The portrait of the hero of the exhibition is made up not only of many hundreds of documentary materials, but also of emotions. The director’s sons share their memories in the audio guide warmly and reverently, Viktor Sukhorukov – with enthusiasm and excitement, Sergey Makovetsky – ironically and with a smile. And Alexey Chadov – philosophically: once, having already boarded the plane after meeting with the audience at the evening in memory of the director, he realized that he would very much like to know and feel how the main character of Balabanov’s “War” feels in the current situation.

“We sought to create a large-scale project that would not only show archival materials from filming, video installations, fragments from films, but where it would be possible to feel with all your senses inside the paintings of Alexei Balabanov,” says Tatyana Getman, the author of the project idea and curator of the exhibition.

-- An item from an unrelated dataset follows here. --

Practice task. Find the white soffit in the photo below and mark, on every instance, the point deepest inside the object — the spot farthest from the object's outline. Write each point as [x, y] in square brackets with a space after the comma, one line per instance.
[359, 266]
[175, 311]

Among the exhibits are Danila Bagrov’s knitted sweater and his player, Trofim’s bast shoes and Angelica’s blood-red shoes, the surveyor’s assistant’s cap and Lisa’s lace dress, typewritten film scripts and handwritten personal letters, faded photographs of half a century ago and perfectly preserved costume sketches.

Traveling through the world of the director and characters on a suburban train and yellow tram, we can look beyond the filming. The viewer is offered to spy on the creative process in the literal sense of the word: looking through the peephole made in an empty rusty barrel, we see a music box, and opening the mysterious door, we find props from the movie “Castle”.

For the sons of Balabanov, the most intimate exhibits of the exhibition were not those that capture the “stages of the long journey” of the eminent director, but touching personal relics. For Fyodor Balabanov, his father’s letter became such a relic. Fishing with dad was Fedor’s childhood dream. In 1994, on his birthday, he received a package from his father from Hamburg, where they were filming The Castle, and a letter promising to go fishing. The director did not succeed in fishing with his son, but that letter remained for Fedor one of the most touching memories of his father.

At this exhibition, Balabanov sounds like a “people’s director” in the full sense of the word: his films are presented in the audio guide not by film critics or members of the film crew, but by ordinary viewers. Acquaintance with Balabanov’s films found them in different life circumstances and emotional states, but for everyone it became a revelation.

As a result of “passing the route” each viewer develops his own portrait of the director. The territory of the exposition, limited by the walls of the workshop, in fact, connected several worlds under one roof at once, from the creative universe of Balabanov himself and the geographical landscapes of his paintings to the inner world of film characters. Finding himself at the crossroads of these roads and receiving quotes from Balabanov’s films as parting words, the viewer not only chooses the trajectory and pace of movement, but also discovers something in himself.

The main value of the exhibition is that its curators managed to create the contours of a film about the director, which the viewer finds at the time of editing – and gets the opportunity not only to evaluate this work, but also, if desired, to assemble their own version.